A recent letter to the Ministry of Petroleum and Natural Gas Secretary from Indian Sugar Mills Association (ISMA), the trade body that represents the sugar mills, a copy of which was seen by BusinessLine, urged the minister to nudge the OMCs to sign such purchase agreements (PA) with project proponents as some of the loans sanctioned by the banks are on the verge of expiring.

An industry official said OMCs were reluctant since any agreement signed with the producers would hold them responsible for depositing payments towards loans taken for setting up ethanol units in an escrow account. “No one wants additional responsibility thrust on them. This happened with the power agreements too a decade ago,” the official said on condition of anonymity. OMCs, when contacted, did not respond until this report went to print.

While sugar mills and ethanol manufacturers have contracted to supply 346 crore litres of ethanol in the current oil marketing year (December 2020 to November 2021) till August 16, the target for the next season is 450 crore litres, adequate for 10 per cent blending.

Banks’ norms

In January this year, the State Bank of India (SBI), on being asked by the government, came out with guidelines and standard operating procedures (SOPs) for offering term loans to the standalone ethanol distilleries for producing ethanol for fuel blending. Many other banks, too, adopted the same guidelines and SOPs. As per these norms, banks said they are willing to give loans with several concessions such as five per cent collateral security as well as at a better debt-equity ratio (promoters’ contribution as low as five per cent) if there is a tripartite agreement between the bank (lender), the project developer (borrowers) and OMC (buyer). The only condition that the banks put forward was that the project developer should procure a PA from the OMCs. According to an industry source, the PA should vouch that the OMC would be buying at least that much quantity of ethanol that is required to cover the repayment instalment and the agreement should cover the entire period of the loan.

Win-Win for all

As worked out, the OMC will deposit the payment toward ethanol purchase in an escrow account from which the bank will recover the instalment before the releasing the balance to the firm. “This is a win-win situation for all.
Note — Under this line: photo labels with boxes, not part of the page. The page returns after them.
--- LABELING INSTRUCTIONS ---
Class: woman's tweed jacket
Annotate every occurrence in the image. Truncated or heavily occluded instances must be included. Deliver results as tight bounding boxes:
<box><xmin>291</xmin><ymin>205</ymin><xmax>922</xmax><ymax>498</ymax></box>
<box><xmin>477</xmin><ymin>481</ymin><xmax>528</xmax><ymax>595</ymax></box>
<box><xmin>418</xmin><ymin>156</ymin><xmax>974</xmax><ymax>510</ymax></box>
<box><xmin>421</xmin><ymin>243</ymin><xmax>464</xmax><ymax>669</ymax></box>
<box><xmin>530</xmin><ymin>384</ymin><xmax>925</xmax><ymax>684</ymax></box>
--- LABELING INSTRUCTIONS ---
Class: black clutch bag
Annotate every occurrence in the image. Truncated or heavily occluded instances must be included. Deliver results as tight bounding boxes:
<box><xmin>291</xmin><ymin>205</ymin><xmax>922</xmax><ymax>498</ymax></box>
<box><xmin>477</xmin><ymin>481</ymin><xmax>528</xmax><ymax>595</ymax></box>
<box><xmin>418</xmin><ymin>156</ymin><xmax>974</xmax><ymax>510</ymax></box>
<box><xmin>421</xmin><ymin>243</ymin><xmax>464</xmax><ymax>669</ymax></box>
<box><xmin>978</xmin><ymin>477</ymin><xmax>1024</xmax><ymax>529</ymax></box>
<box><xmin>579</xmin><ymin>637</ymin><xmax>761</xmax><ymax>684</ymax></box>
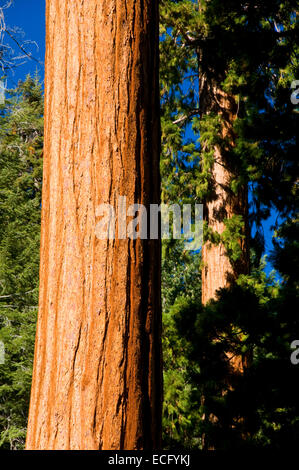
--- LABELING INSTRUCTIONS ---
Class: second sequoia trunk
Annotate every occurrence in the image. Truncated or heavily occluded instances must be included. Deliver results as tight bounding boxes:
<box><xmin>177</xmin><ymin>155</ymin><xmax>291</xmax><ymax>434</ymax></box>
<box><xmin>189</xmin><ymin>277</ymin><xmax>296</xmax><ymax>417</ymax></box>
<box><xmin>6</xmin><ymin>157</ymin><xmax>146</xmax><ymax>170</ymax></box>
<box><xmin>26</xmin><ymin>0</ymin><xmax>161</xmax><ymax>450</ymax></box>
<box><xmin>201</xmin><ymin>80</ymin><xmax>249</xmax><ymax>305</ymax></box>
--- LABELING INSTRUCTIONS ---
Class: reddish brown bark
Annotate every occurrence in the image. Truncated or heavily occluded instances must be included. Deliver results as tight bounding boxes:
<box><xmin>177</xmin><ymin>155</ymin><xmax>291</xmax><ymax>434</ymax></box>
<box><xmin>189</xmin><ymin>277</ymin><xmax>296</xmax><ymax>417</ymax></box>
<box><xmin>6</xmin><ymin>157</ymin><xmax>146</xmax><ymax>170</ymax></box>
<box><xmin>202</xmin><ymin>83</ymin><xmax>249</xmax><ymax>305</ymax></box>
<box><xmin>26</xmin><ymin>0</ymin><xmax>161</xmax><ymax>450</ymax></box>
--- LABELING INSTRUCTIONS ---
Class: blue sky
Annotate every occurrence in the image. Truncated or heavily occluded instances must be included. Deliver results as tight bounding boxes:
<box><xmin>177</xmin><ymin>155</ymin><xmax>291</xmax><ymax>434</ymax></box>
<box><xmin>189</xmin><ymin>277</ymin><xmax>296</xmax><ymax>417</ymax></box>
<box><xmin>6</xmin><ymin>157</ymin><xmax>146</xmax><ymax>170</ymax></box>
<box><xmin>1</xmin><ymin>0</ymin><xmax>46</xmax><ymax>88</ymax></box>
<box><xmin>0</xmin><ymin>0</ymin><xmax>275</xmax><ymax>273</ymax></box>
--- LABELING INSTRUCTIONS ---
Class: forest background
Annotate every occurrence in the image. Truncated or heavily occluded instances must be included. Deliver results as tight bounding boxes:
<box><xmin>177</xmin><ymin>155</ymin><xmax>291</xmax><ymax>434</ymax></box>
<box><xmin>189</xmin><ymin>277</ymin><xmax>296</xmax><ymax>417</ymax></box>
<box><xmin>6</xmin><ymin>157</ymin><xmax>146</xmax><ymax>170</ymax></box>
<box><xmin>0</xmin><ymin>0</ymin><xmax>299</xmax><ymax>450</ymax></box>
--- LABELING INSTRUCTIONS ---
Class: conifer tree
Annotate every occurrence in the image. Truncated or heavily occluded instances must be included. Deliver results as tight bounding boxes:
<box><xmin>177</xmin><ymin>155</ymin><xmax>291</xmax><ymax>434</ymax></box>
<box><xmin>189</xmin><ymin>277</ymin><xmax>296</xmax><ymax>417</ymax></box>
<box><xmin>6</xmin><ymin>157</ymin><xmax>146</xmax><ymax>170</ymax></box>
<box><xmin>0</xmin><ymin>76</ymin><xmax>43</xmax><ymax>449</ymax></box>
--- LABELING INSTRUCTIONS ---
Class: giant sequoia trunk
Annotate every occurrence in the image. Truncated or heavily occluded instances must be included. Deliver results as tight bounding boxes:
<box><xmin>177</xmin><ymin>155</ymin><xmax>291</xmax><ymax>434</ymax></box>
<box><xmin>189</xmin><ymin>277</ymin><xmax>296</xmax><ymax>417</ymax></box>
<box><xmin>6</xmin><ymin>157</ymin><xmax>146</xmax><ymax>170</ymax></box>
<box><xmin>26</xmin><ymin>0</ymin><xmax>161</xmax><ymax>450</ymax></box>
<box><xmin>201</xmin><ymin>79</ymin><xmax>249</xmax><ymax>305</ymax></box>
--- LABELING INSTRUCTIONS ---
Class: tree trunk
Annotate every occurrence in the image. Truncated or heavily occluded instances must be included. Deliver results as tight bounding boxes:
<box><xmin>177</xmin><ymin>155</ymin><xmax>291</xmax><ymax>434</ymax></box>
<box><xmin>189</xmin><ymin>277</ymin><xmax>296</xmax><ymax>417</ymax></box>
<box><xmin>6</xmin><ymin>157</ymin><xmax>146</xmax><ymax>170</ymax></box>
<box><xmin>26</xmin><ymin>0</ymin><xmax>162</xmax><ymax>450</ymax></box>
<box><xmin>201</xmin><ymin>80</ymin><xmax>249</xmax><ymax>305</ymax></box>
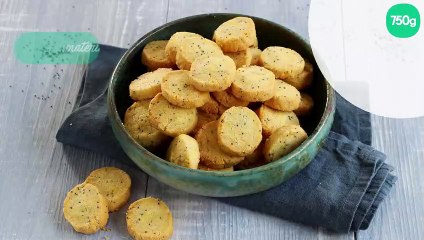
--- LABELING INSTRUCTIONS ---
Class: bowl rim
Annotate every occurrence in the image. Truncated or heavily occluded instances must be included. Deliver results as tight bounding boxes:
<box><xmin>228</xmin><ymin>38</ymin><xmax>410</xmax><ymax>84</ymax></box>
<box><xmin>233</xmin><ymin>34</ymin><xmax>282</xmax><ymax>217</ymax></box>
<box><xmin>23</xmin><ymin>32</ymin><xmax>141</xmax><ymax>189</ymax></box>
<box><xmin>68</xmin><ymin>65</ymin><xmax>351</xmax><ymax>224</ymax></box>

The government, which is keen to have more ethanol blending in fuel, would have better supply of the alternative fuel while many sugar mills whose account books are not good for a variety of reasons would have got cheaper loans for setting up ethanol plants. Banks, too, would benefit because their repayment is assured,” the source said.

The grouse of the mills, as expressed by ISMA in its letter, was that even though the Ministry has approved issuing of expression of interest (EoI) by the OMCs for these PAs, the oil firms were still not coming forward to do it.